Level of total petroleum hydrocarbons in soil contaminated with diesel fuel. (DF + animals—diesel fuel–contaminated soil with animals, n = 84 animals provided at the beginning of the experiment for this experimental group; DF—diesel fuel–contaminated soil without animals; control—uncontaminated soil without P. scaber). Means marked with the same letters do not differ significantly according to LSD test at p < 0.05. Factors: weeks × contamination

Fig. 5
figure 5

Level of total petroleum hydrocarbons in soil contaminated with engine oil. (EO + animals—engine oil–contaminated soil with animals, n = 84 animals provided at the beginning of the experiment for this experimental group; EO—engine oil–contaminated soil without animals; control—uncontaminated soil without P. scaber. Means marked with the same letters do not differ significantly according to LSD test at p < 0.05. Factors: weeks × contamination

The level of benzo[a]pyrene (the 2nd week of the experiment duration, respectively, P—0.18, DF—0.01, and OE—0.19 μg/g of wet mass) is worth noticing. Van Brummelen and Van Straalen (1996) determined benzo[a]pyrene in P. scaber bodies on an average level of 2.5 μg of the xenobiotic/g d.m., which persisted for almost 50 days of the experiment. However, it should be mentioned that the researchers supplied food contaminated by this hydrocarbon to the insects, whereas in the presented experimental design the animals were fed with unpolluted food. A relatively low level of hydrocarbon in P. scaber bodies may confirm that the animals are exposed to PAHs mainly through their food intake. On the other hand, they are less susceptible to these xenobiotic penetrations through integuments.

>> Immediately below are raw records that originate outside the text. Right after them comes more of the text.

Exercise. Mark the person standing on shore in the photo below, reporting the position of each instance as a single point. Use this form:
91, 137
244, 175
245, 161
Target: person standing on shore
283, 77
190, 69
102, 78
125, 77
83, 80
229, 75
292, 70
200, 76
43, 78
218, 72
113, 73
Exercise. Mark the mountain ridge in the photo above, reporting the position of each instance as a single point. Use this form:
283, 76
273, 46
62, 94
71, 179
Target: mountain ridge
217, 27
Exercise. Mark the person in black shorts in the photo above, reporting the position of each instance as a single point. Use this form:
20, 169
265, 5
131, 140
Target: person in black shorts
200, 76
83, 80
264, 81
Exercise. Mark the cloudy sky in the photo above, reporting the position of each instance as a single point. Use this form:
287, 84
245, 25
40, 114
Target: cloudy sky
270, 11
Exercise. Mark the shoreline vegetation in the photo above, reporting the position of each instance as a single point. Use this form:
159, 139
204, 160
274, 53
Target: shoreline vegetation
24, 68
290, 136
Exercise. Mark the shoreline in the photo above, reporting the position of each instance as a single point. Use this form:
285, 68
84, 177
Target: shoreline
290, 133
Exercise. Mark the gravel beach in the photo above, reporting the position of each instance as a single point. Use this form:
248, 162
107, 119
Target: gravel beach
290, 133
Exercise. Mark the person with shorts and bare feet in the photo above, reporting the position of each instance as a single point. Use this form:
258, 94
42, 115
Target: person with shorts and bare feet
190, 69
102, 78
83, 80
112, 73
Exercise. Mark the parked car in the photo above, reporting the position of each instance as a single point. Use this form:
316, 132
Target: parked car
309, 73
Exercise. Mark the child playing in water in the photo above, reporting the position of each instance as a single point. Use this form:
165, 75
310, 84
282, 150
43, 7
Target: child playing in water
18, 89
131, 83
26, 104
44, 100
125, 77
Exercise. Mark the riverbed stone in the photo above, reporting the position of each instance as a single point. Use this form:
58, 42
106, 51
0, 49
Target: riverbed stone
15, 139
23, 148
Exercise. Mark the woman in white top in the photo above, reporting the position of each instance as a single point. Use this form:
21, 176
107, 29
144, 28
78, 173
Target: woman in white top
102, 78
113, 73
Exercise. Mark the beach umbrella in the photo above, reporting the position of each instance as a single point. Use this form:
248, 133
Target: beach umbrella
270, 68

In most cases, pyrene content in the bodies of examined animals was undetectable (Table 1). It was assessed only in the animals cultured on the soil contaminated with used engine oil after 2 weeks of exposure (0.05 μg/g of wet mass). Research on the ability for PAH detoxification in P. scaber revealed an ability for pyrene metabolizing in the hepatopancrea and gut through pyrene oxidation to 1-hydroxypyrene, 1-hydroxypyrene sulphate, hydroxypyrene glycoside, and three unidentified 1-hydroxypyrene conjugates (Stroomberg et al. 1999). Later investigations conducted by the authors (Stroomberg et al. 2004b) revealed that P. scaber shows a higher efficiency in pyrene metabolism than Eisenia andrei earthworm, whereas one of the previously unrecognized metabolites is pyrene-1-O-(6”-O-malonyl)glucoside. Research conducted by Knecht et al. (2001) also points to considerable abilities of Isopoda for PAH biotransformation. The authors determined a very low level of PAHs remains in P. scaber and O. asellus bodies, despite their being fed with food polluted with benzo[a]pyrene and 3-methylcholanthrene.

Conclusions

  1. 1.

    Porcellio scaber reveals a considerable resistance in a short contact with petroleum derived substances, evidenced as high survivability and undisturbed increase in body mass.

  2. 2.

    No positive correlation was observed between TPH depletion in the soils contaminated with PDSs and P. scaber presence during 4 weeks of rearing.

  3. 3.

    PAH level in P. scaber bodies was generally very low, which may confirm the thesis about considerable abilities of isopods for biotransformation of these pollutants and low susceptibility to these xenobiotic penetration through integuments. However, a tendency for accumulation for phenanthrene and anthracene in conditions of soil polluted with diesel fuel was observed.